La tensión sube con el rideau cerrado
No aguantamos más. Me giró de golpe, me besó con lengua, salvaje. Sus manos amasaron mis tetas, pellizcando los pezones hasta doler de placer. ‘Quiero follarte ya’, gruñó bajito. Le bajé el pantalón, su polla saltó fuera, gorda, venosa, palpitando. Dios, qué pedazo de verga. Me puse de rodillas en el suelo frío de la cabina, la lamí desde la base, chupando las bolas, metiéndomela hasta la garganta. Él jadeaba, tapándome la boca. ‘Cuidado, joder’. Afuera, una voz: ‘¿Todo bien ahí?’. ‘Sí, perfecto’, respondí yo, con su polla aún en la boca, voz entrecortada.
El clímax en silencio y la huida ardiente
Me levantó, me pegó al espejo helado. Mis tetas aplastadas contra el cristal, vi mi cara de puta en el reflejo, él detrás follándome el coño con dos dedos. ‘Estás empapada, zorra’. Entró de un empujón, su polla me abrió en dos. Ay, el estirón… gemí ahogado, mordiéndome el puño. Me taladraba fuerte, plac-plac-plac contra mi culo, pero en silencio, solo respiraciones roncas. El espejo temblaba un poco, veía su cara de animal, mis tetas botando. Cambiamos: me sentó en el banquito, piernas abiertas, me comió el coño, lengua en el clítoris, dedos en el ano. ‘Me vengo’, susurré, temblando. Él no paró, me folló de nuevo, esta vez mirándonos en los tres espejos. Su polla entrando y saliendo, mi coño tragándosela, jugos por los muslos. ‘Córrete dentro’, le rogué. Se corrió a chorros, llenándome, goteando por mis piernas. Yo exploté, uñas en su espalda, ahogando el grito en su cuello.

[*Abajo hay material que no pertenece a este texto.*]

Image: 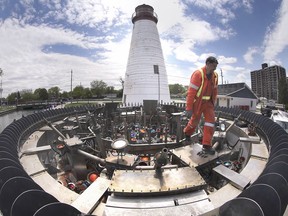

Sudados, jadeantes. Nos vestimos rápido, él limpiándome el coño con un pañuelo, riendo bajito. ‘Eres una guarra’. Salí primero, cara roja, piernas flojas, el semen resbalando en mis bragas. Él después, como si nada. En caja, ‘Me lo llevo todo’, dije, voz temblorosa. La cajera sonrió, ‘Buena elección’. Caminé por el magasin con ese secreto quemándome, clientas ajenas, su mirada en mi culo. Afuera, me mandó un guiño. Aún huelo su polla.